The text read "CTID!" and, knowing the sender, (once I had deciphered the meaning) I believed him, absolutely. 100%. Rock steady. Everlasting. Sure as eggs and apples and everything.
Something I've always envied, that. A sense of certainty.... 'Knowing' in that way.
Like Mozart must have felt when he first touched a harpsichord... or Joe Hart, possibly, when he first said:
"OK, I'll go in goal..." when he was just a little Shropshire Lad.
As I meander into midlife, it seems to me that it's all been a bit more of a 'that'll do for now' kind of affair. That's not to say that grand ambition hasn't driven me, at times, or that I lacked the courage of my convictions in the moment, but (as it's supposedly been for the marvellous Dame Judy) I always needed to know where my bag was and that the rehearsal room door wasn't locked.
A few summers ago I was swimming in a lake at the end of an environmentally friendly, smugly beautiful irrigation system, on the land of my last revoltingly wealthy employer. It was a thick,warm, golden August evening, all lazy orange and lovely. A few of us threw off our weekend conference gear and dived in (ok, I had my cozi and goggles with me, having checked it out online first, but hey, it felt wild and impetuous just the same!) and we swam out into the open limpid water. There wasn't a breath of wind and the surface was silky smooth. out of the stifling Powerpoint presentations and feigned enthusiasm for what was next on the schedule, I found myself treading water and considering the stillness, the beauty of the illusion of time stopped. Free in the coolness and quietness all elemental.
But, in truth, the Irises rising up around me in their perpendicular sculptures along the water's edge, were just so slightly quivering in imperceptible breezes and the insects skimming the surface were disturbing it, tinyly.
Everything was alive and growing. Everything surging towards its prime or sighing into decline, back into the fertile water, back into the bigger picture of being.

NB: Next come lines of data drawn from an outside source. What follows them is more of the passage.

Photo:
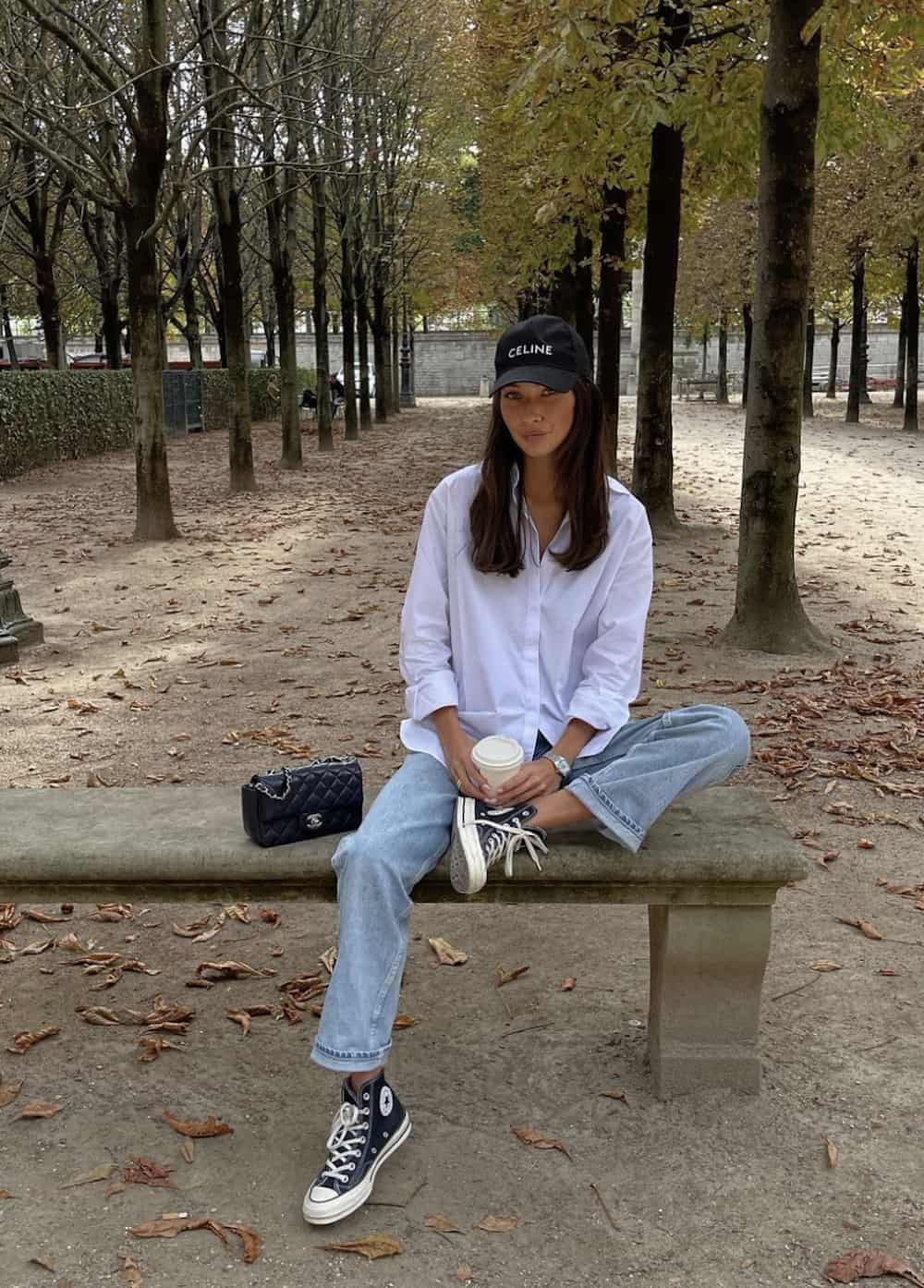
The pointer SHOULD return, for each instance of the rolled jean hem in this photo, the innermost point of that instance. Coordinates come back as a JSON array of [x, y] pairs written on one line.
[[614, 827], [346, 1062]]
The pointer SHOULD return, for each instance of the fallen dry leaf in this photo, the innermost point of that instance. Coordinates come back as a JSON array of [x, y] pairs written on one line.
[[446, 954], [211, 1127], [152, 1048], [129, 1271], [169, 1226], [39, 1109], [9, 1091], [506, 977], [192, 929], [859, 925], [529, 1136], [499, 1223], [859, 1264], [372, 1247], [23, 1041], [234, 970], [441, 1222], [71, 944], [113, 912], [144, 1171]]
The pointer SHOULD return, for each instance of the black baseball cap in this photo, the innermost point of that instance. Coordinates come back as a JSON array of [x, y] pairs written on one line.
[[542, 350]]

Not an epiphany. Much smaller. Just a moment of understanding that living is movement and change and development and discovery and how beautiful, how heartachingly gorgeous it all is.......

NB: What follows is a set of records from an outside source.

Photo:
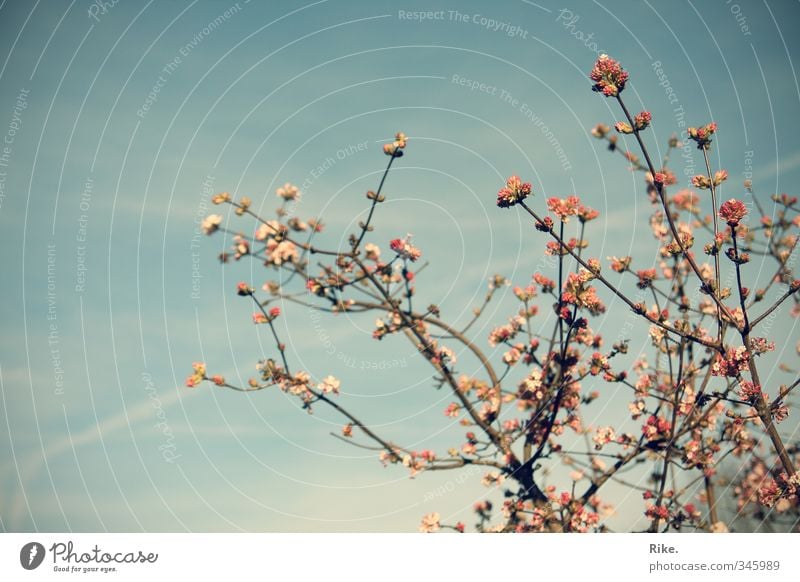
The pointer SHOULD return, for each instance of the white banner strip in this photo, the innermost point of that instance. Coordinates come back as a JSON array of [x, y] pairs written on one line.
[[399, 557]]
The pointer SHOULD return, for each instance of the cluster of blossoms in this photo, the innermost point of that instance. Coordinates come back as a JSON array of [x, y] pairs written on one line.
[[395, 148], [564, 208], [656, 428], [732, 212], [546, 398], [702, 135], [404, 248], [578, 292], [210, 223], [608, 76], [705, 183], [734, 362], [197, 376], [260, 317], [515, 191], [288, 192], [640, 122]]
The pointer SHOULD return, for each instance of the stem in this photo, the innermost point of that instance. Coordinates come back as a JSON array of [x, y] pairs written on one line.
[[660, 190]]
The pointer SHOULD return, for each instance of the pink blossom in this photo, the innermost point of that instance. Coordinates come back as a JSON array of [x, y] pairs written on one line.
[[404, 248], [608, 76], [564, 208], [430, 523], [732, 212], [515, 191]]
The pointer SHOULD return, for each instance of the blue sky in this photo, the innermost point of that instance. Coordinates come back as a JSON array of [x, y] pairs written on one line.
[[117, 119]]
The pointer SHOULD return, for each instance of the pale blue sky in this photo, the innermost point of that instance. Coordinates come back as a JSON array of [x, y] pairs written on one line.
[[262, 97]]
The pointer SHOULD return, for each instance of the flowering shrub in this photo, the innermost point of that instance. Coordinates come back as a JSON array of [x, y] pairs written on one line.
[[698, 401]]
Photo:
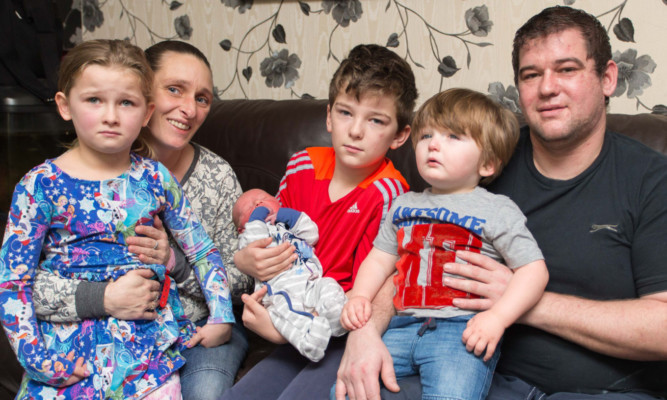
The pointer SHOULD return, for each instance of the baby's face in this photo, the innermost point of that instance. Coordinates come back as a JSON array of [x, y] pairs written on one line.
[[247, 203]]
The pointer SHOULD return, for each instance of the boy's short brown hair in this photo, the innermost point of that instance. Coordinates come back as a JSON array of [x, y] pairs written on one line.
[[370, 68], [466, 112]]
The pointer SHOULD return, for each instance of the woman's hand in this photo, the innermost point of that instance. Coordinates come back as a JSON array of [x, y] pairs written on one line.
[[257, 318], [487, 278], [133, 296], [80, 373], [264, 263], [151, 243]]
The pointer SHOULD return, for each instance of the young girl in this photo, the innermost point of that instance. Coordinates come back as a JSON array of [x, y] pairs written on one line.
[[105, 90]]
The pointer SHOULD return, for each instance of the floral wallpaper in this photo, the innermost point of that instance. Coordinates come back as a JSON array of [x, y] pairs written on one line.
[[283, 49]]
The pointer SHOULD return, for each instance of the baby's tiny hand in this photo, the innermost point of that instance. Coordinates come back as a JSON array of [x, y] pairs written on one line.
[[356, 313], [211, 335], [484, 331]]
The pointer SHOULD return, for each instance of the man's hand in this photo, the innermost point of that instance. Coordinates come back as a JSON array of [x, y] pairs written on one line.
[[365, 358], [487, 278], [483, 332], [80, 373], [256, 317], [264, 263], [211, 335], [356, 313], [153, 246], [132, 295]]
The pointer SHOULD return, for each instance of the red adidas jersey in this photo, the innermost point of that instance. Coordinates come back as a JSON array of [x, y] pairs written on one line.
[[347, 226]]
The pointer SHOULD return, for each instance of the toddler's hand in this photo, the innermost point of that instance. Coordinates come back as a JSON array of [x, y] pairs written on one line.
[[484, 331], [80, 373], [356, 313], [211, 335]]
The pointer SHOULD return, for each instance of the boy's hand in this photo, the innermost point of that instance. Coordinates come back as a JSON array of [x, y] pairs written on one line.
[[484, 331], [356, 313], [80, 373], [211, 335]]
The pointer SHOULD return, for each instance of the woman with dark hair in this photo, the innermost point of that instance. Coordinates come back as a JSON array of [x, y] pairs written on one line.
[[182, 93]]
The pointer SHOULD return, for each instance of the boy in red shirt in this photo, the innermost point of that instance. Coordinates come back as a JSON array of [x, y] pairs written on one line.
[[346, 190]]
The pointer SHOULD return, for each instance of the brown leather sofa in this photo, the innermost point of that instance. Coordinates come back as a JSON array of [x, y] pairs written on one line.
[[257, 137]]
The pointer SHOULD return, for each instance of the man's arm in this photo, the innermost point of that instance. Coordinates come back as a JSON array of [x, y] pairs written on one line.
[[632, 329], [366, 357]]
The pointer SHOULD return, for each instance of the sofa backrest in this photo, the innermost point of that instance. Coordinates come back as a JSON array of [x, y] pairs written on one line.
[[257, 137]]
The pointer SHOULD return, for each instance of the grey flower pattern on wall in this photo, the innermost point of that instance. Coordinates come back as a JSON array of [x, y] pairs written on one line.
[[243, 5], [343, 11], [92, 16], [280, 67], [509, 97], [476, 19], [182, 27], [633, 72], [263, 47]]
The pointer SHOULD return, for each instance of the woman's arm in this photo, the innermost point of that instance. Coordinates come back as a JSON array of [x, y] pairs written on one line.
[[263, 263]]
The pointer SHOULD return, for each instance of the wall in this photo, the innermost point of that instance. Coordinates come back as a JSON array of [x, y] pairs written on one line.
[[288, 49]]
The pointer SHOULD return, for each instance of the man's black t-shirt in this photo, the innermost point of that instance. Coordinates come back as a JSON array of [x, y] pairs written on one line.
[[604, 237]]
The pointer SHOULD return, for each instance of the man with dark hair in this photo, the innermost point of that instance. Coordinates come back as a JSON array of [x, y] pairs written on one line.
[[595, 202]]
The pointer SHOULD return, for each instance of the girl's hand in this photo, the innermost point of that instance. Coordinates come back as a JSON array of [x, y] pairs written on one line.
[[257, 318], [264, 263], [80, 373], [356, 313], [133, 296], [151, 243], [211, 335]]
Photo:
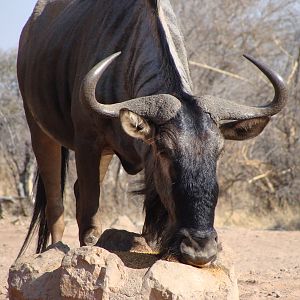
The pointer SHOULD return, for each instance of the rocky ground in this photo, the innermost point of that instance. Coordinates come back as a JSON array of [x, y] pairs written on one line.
[[267, 263]]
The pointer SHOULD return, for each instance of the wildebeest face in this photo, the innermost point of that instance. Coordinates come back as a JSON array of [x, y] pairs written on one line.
[[182, 159]]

The big balls in Trafalgar Square are replaced by the next spectacular reference for us to mutter about over a pint after work... and the exhibition goes on.
However, how wonderful to know that alongside us in all of this we have our own private, permanent collections, don't we? All which we choose to hold close as we try to navigate the unpredictable?
Excuse my shameless, battered heart, but I reckon that's where love comes in.
For a City, For a beautiful game, for the mysteries of life, for another.